However, multi-locus phylogenies for the genus Diaporthe have only been developed in the last few years (Schilder et al., 2005; Van Rensburg et al., 2006; Udayanga et al., 2012; Baumgartner et al., 2013; Gomes et al., 2013; Huang et al., 2013; Tan et al., 2013; Gao et al., 2014; Udayanga et al., 2014a; Udayanga et al., 2014b; Wang et al., 2014). In fact, creating phylogenies that include several loci is still possible only for a limited set of species from the genus Diaporthe, because not all genes have been sequenced for all tentative species. This is due to many reasons, among which the lack of resources that prevents unlimited sequencing of samples. Nevertheless, a multi-locus approach should always be used for accurate resolution of species in the genus Diaporthe.

In recent studies the maximum number of loci used was to create multi loci phylogenies seven (TEF1, TUB, HIS, CAL, ACT, APN2 and FG1093), simultaneously sequenced across approximately 80 isolates from 9 Diaporthe species (Udayanga et al., 2014a). These loci were used to establish the specific limits of D. eres. This work provides a good example of how to establish the boundaries for one species within the genus Diaporthe. However, if this is to be extended to the other species of the genus, it is important to determine which loci are the most informative to be sequenced and used in a much wider range of Diaporthe species.

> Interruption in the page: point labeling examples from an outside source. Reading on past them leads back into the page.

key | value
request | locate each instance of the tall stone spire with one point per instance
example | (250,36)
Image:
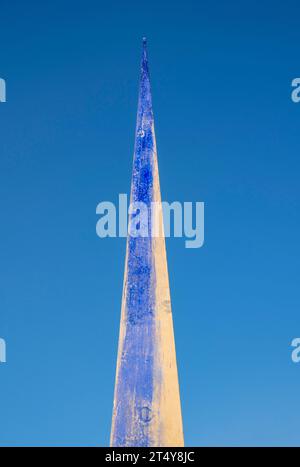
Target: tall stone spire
(146,408)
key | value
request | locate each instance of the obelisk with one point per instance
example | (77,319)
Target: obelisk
(146,409)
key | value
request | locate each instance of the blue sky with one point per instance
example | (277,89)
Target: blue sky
(227,134)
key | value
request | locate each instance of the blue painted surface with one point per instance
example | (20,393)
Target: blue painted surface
(135,378)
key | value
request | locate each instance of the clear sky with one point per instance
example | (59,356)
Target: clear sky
(227,134)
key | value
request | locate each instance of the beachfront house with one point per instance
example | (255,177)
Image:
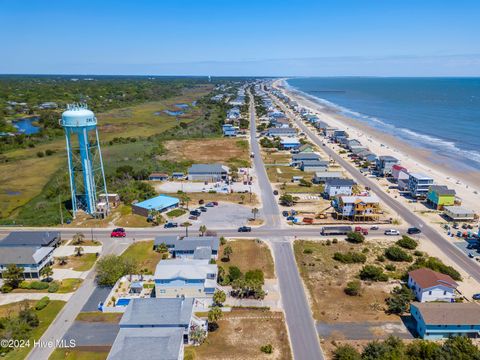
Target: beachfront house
(284,132)
(419,184)
(159,203)
(357,207)
(336,186)
(321,177)
(384,165)
(158,177)
(185,277)
(208,172)
(459,213)
(429,285)
(288,143)
(298,158)
(440,196)
(314,165)
(441,320)
(193,247)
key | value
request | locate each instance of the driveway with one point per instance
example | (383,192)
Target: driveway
(92,333)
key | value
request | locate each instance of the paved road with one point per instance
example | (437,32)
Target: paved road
(301,327)
(411,218)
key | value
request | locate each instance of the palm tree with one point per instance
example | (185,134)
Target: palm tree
(78,238)
(186,225)
(78,251)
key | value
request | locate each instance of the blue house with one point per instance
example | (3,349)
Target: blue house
(439,320)
(229,130)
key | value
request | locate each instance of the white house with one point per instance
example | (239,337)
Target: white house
(185,277)
(429,285)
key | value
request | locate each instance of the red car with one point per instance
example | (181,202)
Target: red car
(118,232)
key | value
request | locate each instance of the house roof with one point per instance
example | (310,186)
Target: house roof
(444,313)
(306,156)
(184,269)
(30,238)
(207,168)
(158,202)
(157,312)
(188,243)
(427,278)
(357,199)
(23,255)
(442,190)
(147,343)
(339,182)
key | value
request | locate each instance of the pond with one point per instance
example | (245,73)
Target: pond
(25,125)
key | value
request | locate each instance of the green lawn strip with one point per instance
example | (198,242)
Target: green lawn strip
(45,316)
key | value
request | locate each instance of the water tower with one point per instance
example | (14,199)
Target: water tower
(85,162)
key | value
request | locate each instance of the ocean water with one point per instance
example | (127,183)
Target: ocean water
(438,114)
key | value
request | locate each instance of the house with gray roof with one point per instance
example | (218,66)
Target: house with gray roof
(336,187)
(208,172)
(157,343)
(187,247)
(32,259)
(31,238)
(185,277)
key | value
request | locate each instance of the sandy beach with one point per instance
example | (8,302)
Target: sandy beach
(465,183)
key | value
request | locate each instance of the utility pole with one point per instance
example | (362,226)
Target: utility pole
(60,209)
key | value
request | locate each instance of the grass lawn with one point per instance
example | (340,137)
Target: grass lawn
(176,213)
(326,278)
(45,316)
(79,354)
(98,316)
(232,198)
(143,254)
(249,255)
(78,263)
(240,335)
(224,150)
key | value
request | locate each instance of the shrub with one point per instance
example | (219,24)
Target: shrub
(353,288)
(267,349)
(6,288)
(407,243)
(350,257)
(395,253)
(346,352)
(372,272)
(53,287)
(355,237)
(390,267)
(42,303)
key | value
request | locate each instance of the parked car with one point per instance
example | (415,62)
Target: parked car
(170,225)
(118,232)
(244,229)
(391,232)
(412,231)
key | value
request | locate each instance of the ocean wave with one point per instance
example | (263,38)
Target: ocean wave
(445,147)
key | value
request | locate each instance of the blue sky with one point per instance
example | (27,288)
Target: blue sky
(220,37)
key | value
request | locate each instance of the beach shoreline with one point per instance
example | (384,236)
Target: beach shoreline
(465,182)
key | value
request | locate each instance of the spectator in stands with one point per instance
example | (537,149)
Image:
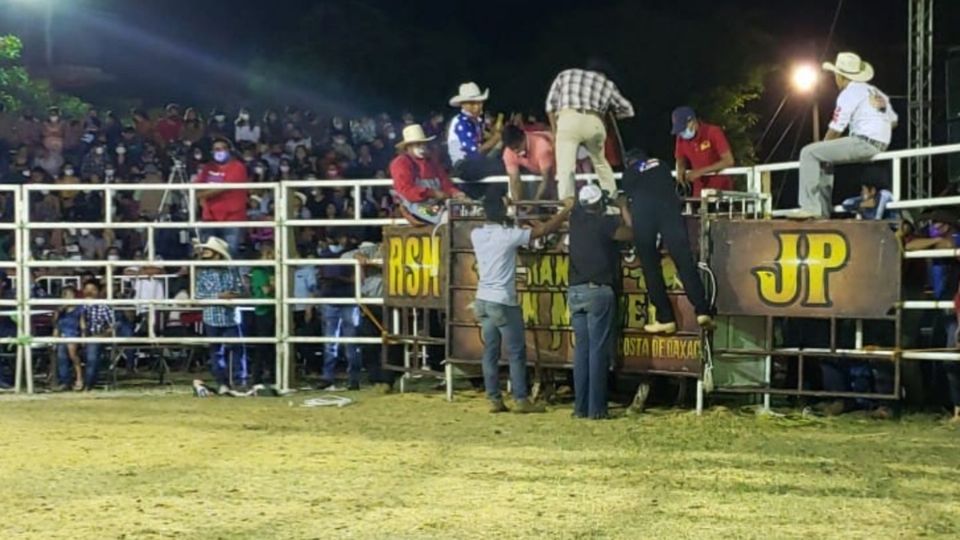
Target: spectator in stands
(594,269)
(219,283)
(223,205)
(98,322)
(578,101)
(496,305)
(418,179)
(465,139)
(873,200)
(532,152)
(68,323)
(170,128)
(263,286)
(700,149)
(870,117)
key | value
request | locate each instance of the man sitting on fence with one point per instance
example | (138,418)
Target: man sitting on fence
(419,181)
(220,283)
(862,108)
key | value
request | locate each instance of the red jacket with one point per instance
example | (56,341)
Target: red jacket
(405,176)
(228,205)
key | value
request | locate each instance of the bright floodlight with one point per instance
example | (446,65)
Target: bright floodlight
(804,78)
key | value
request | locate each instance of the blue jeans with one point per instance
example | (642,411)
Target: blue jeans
(591,311)
(341,321)
(502,322)
(230,235)
(219,352)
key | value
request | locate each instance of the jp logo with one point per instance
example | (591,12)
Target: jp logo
(804,258)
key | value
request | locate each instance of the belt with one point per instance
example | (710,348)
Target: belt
(872,142)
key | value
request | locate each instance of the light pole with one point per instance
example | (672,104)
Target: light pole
(804,79)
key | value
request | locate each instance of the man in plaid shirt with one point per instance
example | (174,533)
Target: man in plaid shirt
(98,322)
(220,283)
(577,103)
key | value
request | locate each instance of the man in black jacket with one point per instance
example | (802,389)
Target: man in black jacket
(656,210)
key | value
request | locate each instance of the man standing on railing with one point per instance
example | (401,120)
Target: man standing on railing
(419,180)
(221,205)
(496,305)
(219,283)
(703,147)
(862,108)
(577,103)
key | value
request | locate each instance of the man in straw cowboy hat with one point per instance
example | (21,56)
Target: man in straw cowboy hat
(419,180)
(862,108)
(466,143)
(219,283)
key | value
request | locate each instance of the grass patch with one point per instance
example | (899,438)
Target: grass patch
(414,466)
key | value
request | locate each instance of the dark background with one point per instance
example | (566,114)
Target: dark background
(357,57)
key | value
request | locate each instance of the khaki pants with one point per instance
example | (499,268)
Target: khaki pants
(573,129)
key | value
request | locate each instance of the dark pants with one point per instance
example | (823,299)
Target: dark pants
(264,354)
(658,211)
(474,169)
(219,352)
(592,310)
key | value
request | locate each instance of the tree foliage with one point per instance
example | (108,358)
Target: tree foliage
(21,92)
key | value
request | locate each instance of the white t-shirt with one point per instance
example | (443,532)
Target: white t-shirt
(866,111)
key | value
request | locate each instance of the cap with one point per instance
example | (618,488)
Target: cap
(590,194)
(680,117)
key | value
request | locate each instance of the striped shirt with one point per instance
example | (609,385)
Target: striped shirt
(584,90)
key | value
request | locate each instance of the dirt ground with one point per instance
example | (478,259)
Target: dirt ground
(142,465)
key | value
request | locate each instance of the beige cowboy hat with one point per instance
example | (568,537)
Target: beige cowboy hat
(413,134)
(216,245)
(851,66)
(469,92)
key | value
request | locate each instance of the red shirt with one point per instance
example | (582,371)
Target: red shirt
(168,129)
(405,177)
(228,205)
(703,150)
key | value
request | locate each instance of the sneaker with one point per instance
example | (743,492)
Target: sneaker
(497,406)
(706,322)
(660,328)
(524,406)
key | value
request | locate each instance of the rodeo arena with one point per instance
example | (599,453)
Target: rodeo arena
(336,285)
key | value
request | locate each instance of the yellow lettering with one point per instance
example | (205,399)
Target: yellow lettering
(779,285)
(826,253)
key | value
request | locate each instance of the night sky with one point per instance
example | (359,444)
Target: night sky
(201,50)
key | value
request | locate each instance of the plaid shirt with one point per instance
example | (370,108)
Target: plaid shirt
(211,283)
(584,90)
(99,318)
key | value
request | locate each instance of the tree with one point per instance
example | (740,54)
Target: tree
(21,92)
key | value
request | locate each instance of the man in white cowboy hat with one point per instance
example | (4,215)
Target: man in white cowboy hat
(220,283)
(577,103)
(419,180)
(866,112)
(466,145)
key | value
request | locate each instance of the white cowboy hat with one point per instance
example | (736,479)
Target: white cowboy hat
(850,66)
(217,245)
(413,134)
(469,92)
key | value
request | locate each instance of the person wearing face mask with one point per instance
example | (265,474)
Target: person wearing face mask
(244,129)
(418,179)
(170,127)
(531,151)
(223,204)
(701,149)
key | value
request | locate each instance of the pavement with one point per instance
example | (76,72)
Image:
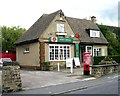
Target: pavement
(39,79)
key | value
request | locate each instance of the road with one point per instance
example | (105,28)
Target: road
(104,85)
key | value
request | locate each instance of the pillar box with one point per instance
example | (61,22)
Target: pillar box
(87,60)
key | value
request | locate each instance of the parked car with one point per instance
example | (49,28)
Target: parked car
(4,60)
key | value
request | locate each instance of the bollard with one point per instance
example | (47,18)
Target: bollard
(58,67)
(11,80)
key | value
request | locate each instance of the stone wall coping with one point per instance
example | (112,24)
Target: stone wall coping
(105,65)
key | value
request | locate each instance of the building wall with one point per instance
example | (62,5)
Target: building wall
(28,59)
(104,49)
(47,51)
(52,28)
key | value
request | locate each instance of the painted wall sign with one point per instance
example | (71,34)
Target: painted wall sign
(77,50)
(69,62)
(57,39)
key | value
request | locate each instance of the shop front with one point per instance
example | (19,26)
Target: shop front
(58,49)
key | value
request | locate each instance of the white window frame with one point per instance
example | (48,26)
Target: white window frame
(59,48)
(60,27)
(86,49)
(26,50)
(97,52)
(94,33)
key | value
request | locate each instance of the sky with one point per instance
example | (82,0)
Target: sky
(24,13)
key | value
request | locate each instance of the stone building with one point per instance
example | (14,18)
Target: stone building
(55,37)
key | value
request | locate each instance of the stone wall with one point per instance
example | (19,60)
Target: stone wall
(11,80)
(101,70)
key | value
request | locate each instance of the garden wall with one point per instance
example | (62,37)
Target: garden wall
(101,70)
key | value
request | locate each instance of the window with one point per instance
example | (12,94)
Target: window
(26,50)
(60,27)
(97,52)
(94,33)
(59,52)
(89,49)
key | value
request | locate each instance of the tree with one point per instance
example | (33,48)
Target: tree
(9,35)
(114,44)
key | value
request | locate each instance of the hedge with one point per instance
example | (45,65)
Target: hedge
(98,59)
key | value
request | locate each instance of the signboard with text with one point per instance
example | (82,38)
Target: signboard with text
(58,39)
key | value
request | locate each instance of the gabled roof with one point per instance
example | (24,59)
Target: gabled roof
(114,29)
(77,25)
(37,28)
(81,25)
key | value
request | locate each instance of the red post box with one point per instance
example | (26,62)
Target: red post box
(87,62)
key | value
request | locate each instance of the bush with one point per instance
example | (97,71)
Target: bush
(98,59)
(116,58)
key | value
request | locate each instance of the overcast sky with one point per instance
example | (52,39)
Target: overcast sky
(25,12)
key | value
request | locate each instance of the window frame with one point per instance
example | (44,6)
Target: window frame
(97,53)
(60,27)
(95,33)
(86,49)
(60,47)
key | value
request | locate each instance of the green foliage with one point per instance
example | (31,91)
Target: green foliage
(116,58)
(9,36)
(114,44)
(107,58)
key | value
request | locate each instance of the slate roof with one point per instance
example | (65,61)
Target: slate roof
(37,29)
(77,25)
(81,26)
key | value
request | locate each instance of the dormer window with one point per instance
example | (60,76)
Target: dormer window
(94,33)
(60,28)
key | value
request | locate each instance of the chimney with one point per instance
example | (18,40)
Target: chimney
(93,19)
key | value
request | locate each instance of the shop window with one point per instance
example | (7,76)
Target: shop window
(60,27)
(59,52)
(26,50)
(97,52)
(89,49)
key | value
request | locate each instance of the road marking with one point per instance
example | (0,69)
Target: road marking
(117,76)
(86,79)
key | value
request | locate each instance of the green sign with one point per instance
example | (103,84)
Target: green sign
(57,39)
(65,39)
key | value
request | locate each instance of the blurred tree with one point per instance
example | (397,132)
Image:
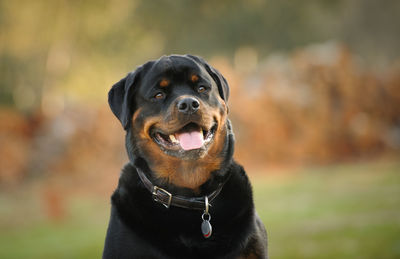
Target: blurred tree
(66,48)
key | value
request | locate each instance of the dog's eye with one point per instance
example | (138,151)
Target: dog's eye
(201,89)
(159,96)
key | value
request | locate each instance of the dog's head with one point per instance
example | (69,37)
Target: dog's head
(175,113)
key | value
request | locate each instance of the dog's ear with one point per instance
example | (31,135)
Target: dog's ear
(223,87)
(120,97)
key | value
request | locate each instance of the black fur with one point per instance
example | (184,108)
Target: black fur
(142,228)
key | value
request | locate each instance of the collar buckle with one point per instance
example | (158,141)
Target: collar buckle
(162,196)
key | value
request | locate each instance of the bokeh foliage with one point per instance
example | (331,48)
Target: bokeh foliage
(68,47)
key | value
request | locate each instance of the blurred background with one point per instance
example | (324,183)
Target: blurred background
(315,104)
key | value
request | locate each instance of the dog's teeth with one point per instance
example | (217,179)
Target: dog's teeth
(173,139)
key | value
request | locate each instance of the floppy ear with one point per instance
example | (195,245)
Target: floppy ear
(223,87)
(120,97)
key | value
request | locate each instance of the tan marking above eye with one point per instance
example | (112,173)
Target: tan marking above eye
(164,83)
(194,78)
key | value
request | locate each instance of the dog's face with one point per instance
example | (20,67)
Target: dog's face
(175,110)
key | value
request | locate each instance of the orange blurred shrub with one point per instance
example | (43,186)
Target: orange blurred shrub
(317,105)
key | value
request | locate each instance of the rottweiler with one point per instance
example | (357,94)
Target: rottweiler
(181,195)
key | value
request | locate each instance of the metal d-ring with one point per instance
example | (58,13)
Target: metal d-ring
(207,205)
(206,202)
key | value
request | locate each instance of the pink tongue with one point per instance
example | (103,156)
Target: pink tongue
(190,140)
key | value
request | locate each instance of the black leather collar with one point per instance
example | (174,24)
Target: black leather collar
(167,199)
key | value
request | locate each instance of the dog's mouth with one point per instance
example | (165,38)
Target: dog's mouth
(190,137)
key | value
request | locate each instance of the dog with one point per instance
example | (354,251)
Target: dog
(181,195)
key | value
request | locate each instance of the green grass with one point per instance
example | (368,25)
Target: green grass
(348,211)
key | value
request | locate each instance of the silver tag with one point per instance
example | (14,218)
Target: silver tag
(206,228)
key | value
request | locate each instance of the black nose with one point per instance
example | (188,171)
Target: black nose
(188,105)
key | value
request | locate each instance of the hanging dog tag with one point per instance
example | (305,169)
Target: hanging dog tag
(206,227)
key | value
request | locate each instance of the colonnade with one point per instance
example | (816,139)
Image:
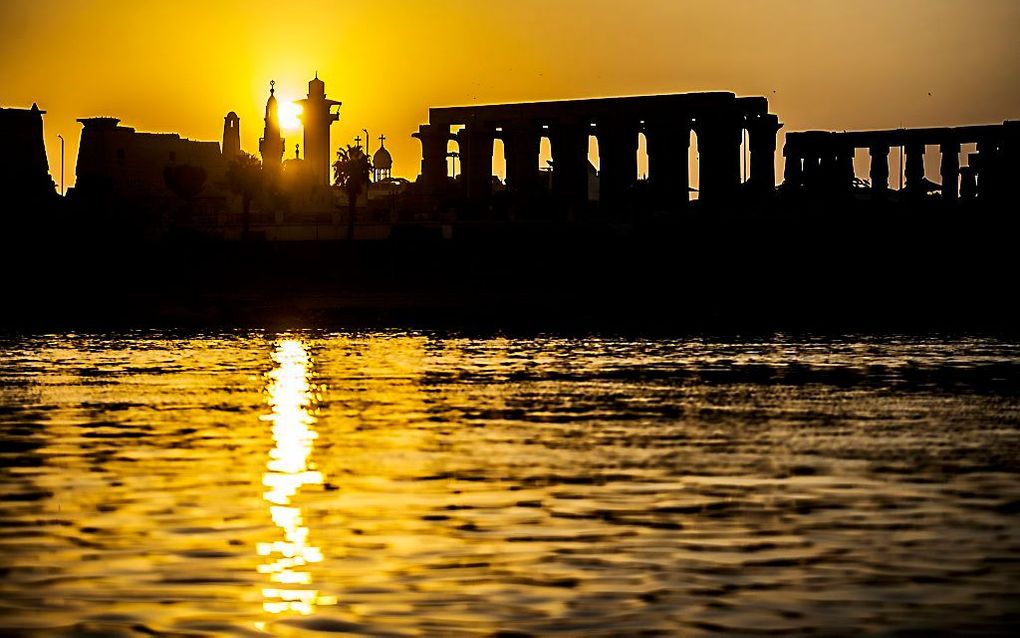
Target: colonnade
(822,160)
(718,120)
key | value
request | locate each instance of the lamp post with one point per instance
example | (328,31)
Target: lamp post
(61,164)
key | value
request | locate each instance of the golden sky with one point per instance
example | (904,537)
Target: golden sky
(182,65)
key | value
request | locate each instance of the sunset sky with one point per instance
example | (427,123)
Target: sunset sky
(181,66)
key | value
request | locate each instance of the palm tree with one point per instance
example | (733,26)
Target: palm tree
(351,172)
(245,179)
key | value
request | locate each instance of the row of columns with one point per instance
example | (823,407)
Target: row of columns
(668,143)
(822,161)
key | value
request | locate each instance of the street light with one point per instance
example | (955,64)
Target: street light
(61,164)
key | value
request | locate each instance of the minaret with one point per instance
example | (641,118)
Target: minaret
(316,116)
(271,144)
(232,136)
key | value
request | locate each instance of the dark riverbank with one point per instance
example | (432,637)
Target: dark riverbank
(898,273)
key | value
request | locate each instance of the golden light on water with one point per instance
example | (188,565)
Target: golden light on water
(289,468)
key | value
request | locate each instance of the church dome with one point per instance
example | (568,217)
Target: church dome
(381,159)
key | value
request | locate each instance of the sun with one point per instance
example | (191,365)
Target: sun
(290,115)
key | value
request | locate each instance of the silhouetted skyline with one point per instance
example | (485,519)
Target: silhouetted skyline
(822,65)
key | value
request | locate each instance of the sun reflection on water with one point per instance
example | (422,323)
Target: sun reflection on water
(291,396)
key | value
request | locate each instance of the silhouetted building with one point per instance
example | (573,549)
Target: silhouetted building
(316,116)
(822,161)
(117,163)
(271,145)
(232,136)
(381,161)
(24,173)
(718,119)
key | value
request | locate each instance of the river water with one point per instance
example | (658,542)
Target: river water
(315,483)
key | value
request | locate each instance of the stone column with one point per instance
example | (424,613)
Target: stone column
(813,175)
(1011,150)
(475,143)
(968,183)
(987,169)
(668,165)
(434,140)
(793,173)
(569,147)
(521,142)
(950,170)
(719,156)
(762,132)
(915,169)
(879,170)
(844,175)
(618,159)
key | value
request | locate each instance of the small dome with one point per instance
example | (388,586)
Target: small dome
(316,87)
(381,159)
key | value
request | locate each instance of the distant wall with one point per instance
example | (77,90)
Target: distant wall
(23,169)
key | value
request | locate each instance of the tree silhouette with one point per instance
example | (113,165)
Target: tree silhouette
(244,176)
(351,172)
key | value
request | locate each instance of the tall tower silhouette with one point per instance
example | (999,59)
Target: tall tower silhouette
(232,136)
(271,144)
(316,116)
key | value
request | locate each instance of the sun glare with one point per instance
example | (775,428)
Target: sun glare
(290,115)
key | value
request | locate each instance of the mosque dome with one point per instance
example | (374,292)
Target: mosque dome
(381,159)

With this in mind we asked which combination of frequently sequenced loci better discriminate species boundaries in Diaporthe. To answer this question, we considered the ITS, TEF1, TUB, HIS and CAL loci, which had been sequenced for 96 different Diaporthe species. This paper ranks these loci according to their contribution for improving/decreasing the resolution of Diaporthe species determination, as they are added/removed from multi-locus phylogenies analysis.

Materials & Methods

Data collection

In-house PERL scripts were used to search the GenBank and download all sequences from Diaporthe and Phomopsis species for the 11 loci mentioned in the introduction. We then determined that sequences for ITS, CAL, TUB, HIS, and TEF1 loci were known in 142 Diaporthe and Phomopsis isolates, corresponding to 96 different species. Adding any other loci would reduce the number of species. Thus, we have chosen to study these five loci in those 96 species, as a way of maximizing the statistical power of our analysis. Species and gene identifications, as well as, the accession numbers are given in Table S1. The current study used 142 Diaporthe isolates that were selected by choosing two isolates per species (whenever they were available), at least one of them being an ex-type isolate. With these constrains in mind, we chose the two isolates for which the sequences were more dissimilar within the same species, in order to maximize intraspecific sequence diversity.

Also considering this intraspecific heterogeneity, we used a larger number of sequence sample for Diaporthe species complexes (Udayanga et al., 2014a). These are species with a higher than average diversity between individuals. In our case they include D. sojae, D. foeniculacea, and D. eres. For example, the D. eres complex includes strains CBS 113470, CBS 116953, CBS 200.39, and CBS 338.89, some of which were originally classified as D. nobilis and later reclassified into the D. eres complex (Gomes et al., 2013; Udayanga et al., 2014a). In addition, we used more than one ex-type isolate for the species complexes, because these species are highly heterogeneous. All sequence data used in this study have been validated and published previously (Castlebury et al., 2003; Van Niekerk et al., 2005; Santos et al., 2011; Gomes et al., 2013; Udayanga et al., 2014a).

As species concept we used the criteria of Genealogical Concordance Phylogenetic Species Recognition (GCPSR) to resolve species boundaries based on individual and combined analyses of the five genes.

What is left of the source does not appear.